The day finally came for me to leave for school. I packed my bag and baggage into an awaiting taxi. My mum had a program to attend, so I had to go with just the driver.
I had never been to the school before, but the taxi driver assured my mum he knew the place and would get me there safely. I squeezed myself into the front seat, while my chop box, luggage, bucket, mattress, and school bag piled into the back. I didn’t like the idea of arriving at school in a taxi, but at least it was a brand-new car. That gave me a little dignity.
As we drove, the driver played country music that just swept me away.
“Seein’ you in my dreams
Holdin’ you close to me
Oh, what else can it be?
It must be love…”
That was my favorite part of Don Williams’ song, It Must Be Love. It felt almost intentional, as if someone had whispered to the driver that I was battling a love conundrum and he should play the song on repeat to soothe me.
When we arrived at the school, the driver helped me unload and carry my things to the boarding house. He even guided me through the admission process until I was shown my room and assigned a bed. I thanked him, and he drove off.

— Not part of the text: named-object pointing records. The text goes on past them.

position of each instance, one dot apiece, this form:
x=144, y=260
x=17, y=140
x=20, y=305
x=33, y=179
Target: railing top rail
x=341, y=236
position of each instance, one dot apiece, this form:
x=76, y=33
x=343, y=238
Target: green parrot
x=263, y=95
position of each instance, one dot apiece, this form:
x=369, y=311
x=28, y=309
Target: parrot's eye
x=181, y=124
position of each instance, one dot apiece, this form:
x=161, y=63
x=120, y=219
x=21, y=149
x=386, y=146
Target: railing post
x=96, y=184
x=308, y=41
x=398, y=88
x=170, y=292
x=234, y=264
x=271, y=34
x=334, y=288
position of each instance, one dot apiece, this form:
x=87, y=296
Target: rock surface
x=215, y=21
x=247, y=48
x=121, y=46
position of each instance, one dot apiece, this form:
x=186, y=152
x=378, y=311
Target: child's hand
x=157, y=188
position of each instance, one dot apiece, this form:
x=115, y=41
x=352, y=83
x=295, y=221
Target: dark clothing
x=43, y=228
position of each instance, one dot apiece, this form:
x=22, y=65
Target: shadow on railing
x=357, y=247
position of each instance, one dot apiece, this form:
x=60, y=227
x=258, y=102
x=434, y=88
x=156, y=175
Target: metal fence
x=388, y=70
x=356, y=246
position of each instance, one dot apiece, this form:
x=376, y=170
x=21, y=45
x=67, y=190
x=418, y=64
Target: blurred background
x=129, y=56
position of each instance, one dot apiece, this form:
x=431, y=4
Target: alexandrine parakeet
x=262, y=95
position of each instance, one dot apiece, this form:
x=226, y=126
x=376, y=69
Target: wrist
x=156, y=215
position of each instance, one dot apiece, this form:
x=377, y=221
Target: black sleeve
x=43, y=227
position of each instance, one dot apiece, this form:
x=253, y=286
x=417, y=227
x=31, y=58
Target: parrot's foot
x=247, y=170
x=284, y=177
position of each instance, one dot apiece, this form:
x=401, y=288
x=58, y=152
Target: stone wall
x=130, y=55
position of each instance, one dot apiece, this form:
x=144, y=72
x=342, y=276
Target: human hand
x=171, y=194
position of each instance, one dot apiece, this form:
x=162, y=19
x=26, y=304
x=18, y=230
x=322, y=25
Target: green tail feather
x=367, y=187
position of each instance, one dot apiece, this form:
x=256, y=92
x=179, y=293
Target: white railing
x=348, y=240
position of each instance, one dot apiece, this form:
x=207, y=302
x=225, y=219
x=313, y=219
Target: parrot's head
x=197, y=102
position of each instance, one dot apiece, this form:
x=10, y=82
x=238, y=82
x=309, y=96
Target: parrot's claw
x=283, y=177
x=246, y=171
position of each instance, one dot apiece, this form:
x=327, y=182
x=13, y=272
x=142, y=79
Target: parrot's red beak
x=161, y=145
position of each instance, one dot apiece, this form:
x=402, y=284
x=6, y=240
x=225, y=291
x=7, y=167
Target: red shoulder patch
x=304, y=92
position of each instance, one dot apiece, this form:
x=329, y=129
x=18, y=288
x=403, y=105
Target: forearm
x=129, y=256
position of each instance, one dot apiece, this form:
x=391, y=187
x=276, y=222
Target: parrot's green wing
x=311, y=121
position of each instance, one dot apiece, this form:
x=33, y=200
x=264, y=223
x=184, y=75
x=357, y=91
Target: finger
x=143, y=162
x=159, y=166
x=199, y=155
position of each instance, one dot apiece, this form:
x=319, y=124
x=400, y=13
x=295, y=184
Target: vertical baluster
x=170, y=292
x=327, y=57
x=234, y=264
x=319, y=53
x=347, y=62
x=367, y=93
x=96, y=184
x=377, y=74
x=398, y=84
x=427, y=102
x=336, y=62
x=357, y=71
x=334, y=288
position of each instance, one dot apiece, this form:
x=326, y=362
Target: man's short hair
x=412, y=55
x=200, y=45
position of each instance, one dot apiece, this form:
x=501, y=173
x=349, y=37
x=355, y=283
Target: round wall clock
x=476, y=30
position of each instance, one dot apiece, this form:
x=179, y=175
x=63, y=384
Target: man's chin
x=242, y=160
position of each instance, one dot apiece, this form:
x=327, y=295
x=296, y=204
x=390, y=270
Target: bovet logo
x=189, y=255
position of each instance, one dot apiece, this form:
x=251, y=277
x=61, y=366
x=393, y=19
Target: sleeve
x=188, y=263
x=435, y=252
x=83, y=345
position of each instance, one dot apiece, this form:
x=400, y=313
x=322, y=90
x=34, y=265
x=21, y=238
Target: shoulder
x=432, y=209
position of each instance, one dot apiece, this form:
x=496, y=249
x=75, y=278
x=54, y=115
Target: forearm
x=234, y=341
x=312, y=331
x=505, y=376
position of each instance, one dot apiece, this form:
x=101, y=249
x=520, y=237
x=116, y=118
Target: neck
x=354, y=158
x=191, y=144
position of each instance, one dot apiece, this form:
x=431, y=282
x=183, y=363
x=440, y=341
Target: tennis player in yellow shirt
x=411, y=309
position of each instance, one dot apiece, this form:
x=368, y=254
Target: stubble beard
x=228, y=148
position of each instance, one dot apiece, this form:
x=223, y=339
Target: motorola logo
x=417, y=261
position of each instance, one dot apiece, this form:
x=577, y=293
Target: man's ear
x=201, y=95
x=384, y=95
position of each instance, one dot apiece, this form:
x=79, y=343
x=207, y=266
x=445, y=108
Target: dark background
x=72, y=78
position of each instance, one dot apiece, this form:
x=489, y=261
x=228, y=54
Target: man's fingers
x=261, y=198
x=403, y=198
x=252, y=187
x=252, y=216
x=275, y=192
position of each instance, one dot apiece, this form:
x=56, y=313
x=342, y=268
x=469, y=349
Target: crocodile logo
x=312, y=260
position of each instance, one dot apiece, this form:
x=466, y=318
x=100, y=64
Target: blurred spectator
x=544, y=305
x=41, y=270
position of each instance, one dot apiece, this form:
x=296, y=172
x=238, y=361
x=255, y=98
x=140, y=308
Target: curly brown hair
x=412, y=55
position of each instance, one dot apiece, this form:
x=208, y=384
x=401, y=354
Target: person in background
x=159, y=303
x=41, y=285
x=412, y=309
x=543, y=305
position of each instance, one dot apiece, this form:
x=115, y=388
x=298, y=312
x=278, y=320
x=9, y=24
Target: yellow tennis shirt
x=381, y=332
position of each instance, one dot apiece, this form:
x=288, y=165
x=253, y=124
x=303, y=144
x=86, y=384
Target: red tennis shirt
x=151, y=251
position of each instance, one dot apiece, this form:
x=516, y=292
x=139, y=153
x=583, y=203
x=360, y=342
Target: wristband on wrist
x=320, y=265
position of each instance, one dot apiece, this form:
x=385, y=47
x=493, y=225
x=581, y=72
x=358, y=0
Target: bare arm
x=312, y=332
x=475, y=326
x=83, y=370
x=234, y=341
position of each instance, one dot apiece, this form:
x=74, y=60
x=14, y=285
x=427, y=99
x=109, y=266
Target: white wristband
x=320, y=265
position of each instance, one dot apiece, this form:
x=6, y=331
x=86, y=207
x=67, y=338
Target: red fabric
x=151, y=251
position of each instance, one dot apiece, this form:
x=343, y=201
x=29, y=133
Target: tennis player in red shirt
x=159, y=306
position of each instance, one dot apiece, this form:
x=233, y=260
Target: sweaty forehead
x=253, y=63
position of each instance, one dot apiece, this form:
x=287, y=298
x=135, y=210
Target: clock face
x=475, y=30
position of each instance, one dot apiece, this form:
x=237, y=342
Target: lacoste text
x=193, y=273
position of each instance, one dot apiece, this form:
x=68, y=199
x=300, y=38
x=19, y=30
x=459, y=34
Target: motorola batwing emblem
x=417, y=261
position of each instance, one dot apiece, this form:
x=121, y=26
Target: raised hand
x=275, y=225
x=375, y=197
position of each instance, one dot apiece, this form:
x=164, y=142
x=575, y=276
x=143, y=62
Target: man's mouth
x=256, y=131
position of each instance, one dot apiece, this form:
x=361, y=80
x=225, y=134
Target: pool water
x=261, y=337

It was the school’s first year housing students as boarders. Even though it was a mixed school, the boarding house was strictly boys. The entire school sat on such a small piece of land that you could tour it in ten minutes.
I sat on my bed and began arranging my things. Our room was supposed to hold thirty students, but only ten had reported so far. After I finished arranging, I lay back to rest.
Soon, a boy came over and struck up a conversation. His face looked young, but his voice and words sounded mature. I couldn’t figure out whether he was older than me or just wise beyond his years. Though a first-year like myself, he spoke as if he’d already mastered boarding house life.
He advised me to pray often and read my Bible regularly. But then he added something that chilled me:
“Some of the students here carry bad spirits. You have to be very careful.”
The words shook me. My chest tightened. From that moment, I resolved not to trust anyone—not male, not female.
The next day, we went to class. At break time, a senior walked in and handed me a bell.
“You’re the bell boy now,” he said.
I froze. Me? Of all the Form One students?
I refused. “I’m not ringing any bell.”
The senior shoved the bell into my hand, but I dropped it. It landed squarely on his left foot. His eyes flared with rage. In seconds, I was dragged out of the classroom, surrounded by five seniors. They shoved me around until I fell hard on my butt.
I wanted to fight, but what could I do against five well-built boys? They forced me to kneel. Tears rolled down my cheeks before I could stop them.
Just then, I saw a girl approaching.
I quickly wiped my tears—no way was I letting her see me cry. That would make me look weak. But her face… her face looked familiar.
“She’s not one of my JSS mates. She’s not from my church either. But… why does her pretty face feel so familiar?” I muttered.